The lack of a clear consensus guideline on indicators for neuroimaging in Thailand was reflected in our study, where nearly 45% of patients with non-emergent lesions were diagnosed with primary headaches. The study of Rho et al. [23] also found that the rate of unnecessary imaging was high in pediatric headaches, and a large portion of patients undergoing imaging were those with recurrent headaches. Only 9.3% had abnormal findings on neuroimaging, and 0.71% required surgical excision. The authors also highlighted the need for rational guidelines for neuroimaging in pediatric headaches.

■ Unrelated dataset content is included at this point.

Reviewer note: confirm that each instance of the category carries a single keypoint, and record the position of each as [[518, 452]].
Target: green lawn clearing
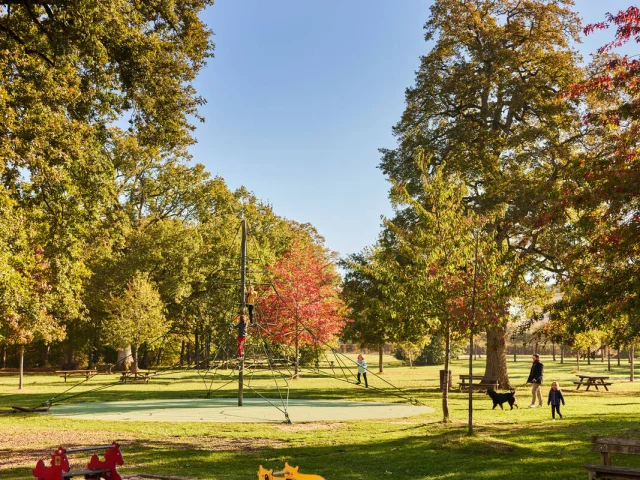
[[518, 444]]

Of the 23 red-flags explored in our study, four had promising predictive values, which included ocular motor/pupillary abnormality or squint, altered conscious state, focal motor abnormality, and the acute onset of headache. Acute onset of headache (headache of fewer than three months) was statistically related to significant intracranial lesions in our study. This is likely because common intracranial lesions that require close medical attention, such as intracranial hemorrhage, cerebral infection, and stroke, usually present in an acute form. On the other hand, chronic recurrent headaches tend to be associated with primary headaches, such as migraine or tension-type headaches. The American Academy of Neurology and the Child Neurology Society guidelines also suggested that neuroimaging is not indicated in children with recurrent headaches and a normal neurologic examination [24].
Focal motor abnormality was a significant sign according to our study. This is similar to previous studies [19,23]. The existence of space-occupying lesions, such as a tumor, bleeding, brain abscess, and infarction, often cause a motor deficit, especially when located adjacent to the corticospinal tract. The advantages of this sign are that it is simple and reliable.
Motor power examinations can also help differentiate hemiplegic migraine from true intracranial lesion because the motor function is usually preserved in hemiplegic migraines. Ocular movement/pupillary abnormality also had a great predictive value with an odds ratio of 19.9 in our study. The literature supports that it is one of the most commonly found signs in cases of serious neurologic conditions [25]. Unlike the more invasive eye-ground examination for papilledema, the ocular/pupillary examination can be considered superior in aspects of its noninvasiveness, readily available without requiring sophisticated equipment, and can be performed in nearly all age groups. Our last prediction of the four red-flags predictors, alteration of the mental status, had the lowest odds ratio. This is concordant with the clinical situation that other extracranial causes, such as sepsis, hypovolemia, and electrolyte imbalance, may also induce mental status changes in children [26].
A number of red flags were not significantly associated with emergent intracranial lesions in our study. Some signs and symptoms can be found in many different conditions and thus, are less specific. Severe vomiting, for example, may occur in patients with migraine or post-chemotherapy. Headache with fever can be found in a wide variety of systemic diseases and infections, which is much more common than intracranial pathology. Some red flags, such as changes in mood or personality, are quite subjective and depend greatly on the perception of the parents and the attentiveness of their children’s monitoring.
The occipital location of the headache was also not statically significant in our study. The recently updated red flags criteria by Raucci et al. considered the occipital headache as a “relative” red flag [3]. Moreover, some studies even proposed that the location of the headache may not be correlated with a significant intracranial lesion [27]. Lastly, other red-flag signs, such as worsening pain with cough or Valsalva maneuver, headache character, and headache location, in young children are potentially difficult due to communication boundaries. Thus, these red-flags may be less specific and have a low interobserver agreement, resulting in lower diagnostic values.
In our study, only six patients were younger than five years of age. The cut-off point of 5 years did not reach statistical significance, likely from the small number of patients in this age group. However, we found that most of them were diagnosed with brain tumors, such as ependymoma, medulloblastoma, and pilocytic astrocytoma. This suggests that emergent intracranial lesion is still a matter of concern for patients presenting with non-traumatic headaches at an extremely young age.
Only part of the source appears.